Take a look for yourself. The book was published in 2019. As an experiment, I looked through the dates of the Goodreads reviews, and as I expected, the majority were written within the first year of publication. That means by 2021, there were only a few of us late to the party. The early reviews were glowing. Tons of five star ratings. But the more recent reviews don't quite have the same glow. That's a shame, but that's how it goes.
That's because this is not a 5-star book by any stretch, but it deserves to be read. Well-meaning early reviewers and bloggers promise something ground-breaking, setting up high expectations which can't be met, and so later readers wonder what all the fuss about, finishing the book feeling angry or disappointed or stupid. They then leave a negative review, if they bother reviewing it at all, which then kills the momentum. My point is that I don't want you to be attracted to this book simply because of all the 5-star reviews, because if you do, the odds will be increased that you will come away dissatisfied.

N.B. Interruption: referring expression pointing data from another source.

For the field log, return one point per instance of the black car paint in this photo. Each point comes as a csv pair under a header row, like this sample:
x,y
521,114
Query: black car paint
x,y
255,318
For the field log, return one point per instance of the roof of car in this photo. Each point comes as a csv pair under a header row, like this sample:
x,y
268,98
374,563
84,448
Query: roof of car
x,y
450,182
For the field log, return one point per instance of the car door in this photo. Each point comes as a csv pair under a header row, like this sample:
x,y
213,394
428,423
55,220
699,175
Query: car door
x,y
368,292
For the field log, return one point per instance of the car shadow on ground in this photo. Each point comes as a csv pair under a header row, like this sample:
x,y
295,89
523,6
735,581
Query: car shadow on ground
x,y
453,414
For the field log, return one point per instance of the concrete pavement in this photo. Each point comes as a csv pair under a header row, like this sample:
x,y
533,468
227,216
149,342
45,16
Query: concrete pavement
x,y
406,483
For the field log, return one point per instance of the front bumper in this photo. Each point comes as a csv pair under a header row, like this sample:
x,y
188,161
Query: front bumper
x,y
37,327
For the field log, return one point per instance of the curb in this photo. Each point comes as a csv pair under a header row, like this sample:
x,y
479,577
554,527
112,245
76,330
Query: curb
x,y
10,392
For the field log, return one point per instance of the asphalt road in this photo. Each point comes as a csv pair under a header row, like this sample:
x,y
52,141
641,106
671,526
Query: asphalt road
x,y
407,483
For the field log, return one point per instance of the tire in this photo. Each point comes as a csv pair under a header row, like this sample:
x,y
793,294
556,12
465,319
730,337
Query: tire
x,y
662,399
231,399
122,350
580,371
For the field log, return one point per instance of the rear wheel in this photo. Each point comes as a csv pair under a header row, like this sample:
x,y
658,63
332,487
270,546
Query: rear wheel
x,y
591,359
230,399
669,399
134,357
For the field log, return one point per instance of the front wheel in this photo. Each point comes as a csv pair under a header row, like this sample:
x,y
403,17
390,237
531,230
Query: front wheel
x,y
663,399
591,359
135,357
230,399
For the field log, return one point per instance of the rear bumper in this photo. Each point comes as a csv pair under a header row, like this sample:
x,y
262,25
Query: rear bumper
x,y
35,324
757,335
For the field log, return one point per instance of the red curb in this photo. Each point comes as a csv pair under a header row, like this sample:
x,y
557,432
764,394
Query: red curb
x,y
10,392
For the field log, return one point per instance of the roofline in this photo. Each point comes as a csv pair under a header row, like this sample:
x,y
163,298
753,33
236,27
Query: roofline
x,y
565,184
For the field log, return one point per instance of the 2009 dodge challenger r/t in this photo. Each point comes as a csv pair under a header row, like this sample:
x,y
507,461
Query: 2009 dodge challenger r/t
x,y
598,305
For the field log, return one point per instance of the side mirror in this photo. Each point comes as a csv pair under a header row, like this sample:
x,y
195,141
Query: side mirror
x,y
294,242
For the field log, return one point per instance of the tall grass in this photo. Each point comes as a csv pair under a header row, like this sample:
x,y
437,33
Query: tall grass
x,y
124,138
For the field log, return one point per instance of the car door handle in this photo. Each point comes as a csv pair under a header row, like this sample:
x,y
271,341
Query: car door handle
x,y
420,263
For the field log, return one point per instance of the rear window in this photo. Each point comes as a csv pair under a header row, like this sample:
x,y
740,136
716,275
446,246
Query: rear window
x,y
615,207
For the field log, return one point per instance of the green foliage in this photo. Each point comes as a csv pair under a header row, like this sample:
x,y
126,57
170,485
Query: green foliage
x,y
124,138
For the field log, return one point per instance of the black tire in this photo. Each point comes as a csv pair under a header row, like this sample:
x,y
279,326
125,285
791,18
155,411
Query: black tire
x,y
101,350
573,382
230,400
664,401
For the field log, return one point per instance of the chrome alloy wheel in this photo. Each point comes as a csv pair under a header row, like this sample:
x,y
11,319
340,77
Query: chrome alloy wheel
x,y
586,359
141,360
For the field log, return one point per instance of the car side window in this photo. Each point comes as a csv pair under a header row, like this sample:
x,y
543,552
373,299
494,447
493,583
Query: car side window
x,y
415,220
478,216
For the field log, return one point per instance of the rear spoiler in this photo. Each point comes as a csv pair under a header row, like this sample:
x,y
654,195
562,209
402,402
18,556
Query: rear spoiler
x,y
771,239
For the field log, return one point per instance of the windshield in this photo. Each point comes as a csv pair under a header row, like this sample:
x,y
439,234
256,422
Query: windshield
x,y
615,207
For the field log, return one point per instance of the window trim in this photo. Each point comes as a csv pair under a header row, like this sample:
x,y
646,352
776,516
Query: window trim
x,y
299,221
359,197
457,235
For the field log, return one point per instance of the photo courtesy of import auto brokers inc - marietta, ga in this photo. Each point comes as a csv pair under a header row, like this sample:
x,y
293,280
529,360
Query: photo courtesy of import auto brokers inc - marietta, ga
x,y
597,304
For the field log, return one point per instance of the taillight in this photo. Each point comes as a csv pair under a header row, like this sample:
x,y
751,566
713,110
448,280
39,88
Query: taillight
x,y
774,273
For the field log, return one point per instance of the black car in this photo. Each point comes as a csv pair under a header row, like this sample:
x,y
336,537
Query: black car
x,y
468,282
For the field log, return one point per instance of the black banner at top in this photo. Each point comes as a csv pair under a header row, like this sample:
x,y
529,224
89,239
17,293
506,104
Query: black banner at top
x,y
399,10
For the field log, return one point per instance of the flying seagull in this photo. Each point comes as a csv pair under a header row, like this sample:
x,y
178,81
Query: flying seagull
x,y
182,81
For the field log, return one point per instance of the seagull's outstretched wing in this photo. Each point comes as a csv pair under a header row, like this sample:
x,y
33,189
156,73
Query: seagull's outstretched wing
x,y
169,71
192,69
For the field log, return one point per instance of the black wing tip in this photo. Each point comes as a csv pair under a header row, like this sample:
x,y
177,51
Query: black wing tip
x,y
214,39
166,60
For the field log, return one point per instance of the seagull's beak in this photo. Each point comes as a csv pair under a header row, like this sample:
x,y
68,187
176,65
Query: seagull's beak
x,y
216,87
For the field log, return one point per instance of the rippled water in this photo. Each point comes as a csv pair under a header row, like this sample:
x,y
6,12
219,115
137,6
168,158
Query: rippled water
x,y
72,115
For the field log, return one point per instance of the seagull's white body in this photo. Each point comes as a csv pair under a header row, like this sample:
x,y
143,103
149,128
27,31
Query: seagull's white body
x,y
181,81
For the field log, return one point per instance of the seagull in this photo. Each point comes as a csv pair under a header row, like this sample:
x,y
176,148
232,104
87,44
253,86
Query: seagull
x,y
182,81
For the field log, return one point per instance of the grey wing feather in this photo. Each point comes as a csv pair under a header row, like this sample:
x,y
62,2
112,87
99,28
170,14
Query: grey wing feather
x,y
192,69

So here's my final thoughts and advice. "Remains" is not a game-changer of supernatural and psychological genre fiction, nor will it be celebrated by those who get a kick out of carnage, and it is too bleak to be approached by those only wanting light-hearted Halloween entertainment. But I do think it is one hell of a ghost story in the end. If you go into it with no expectations and can maintain an open mind through the first act of the book, you will enjoy it for what it is, and it may push some of the right buttons for you. And I do hope more people revisit this story, because Andrew Cull reminds us that true horror does not need a high body count full of disposable characters spewing insipid dialogue with constant obvious references to pop culture.
"Remains" is a contemporary horror with timeless scares.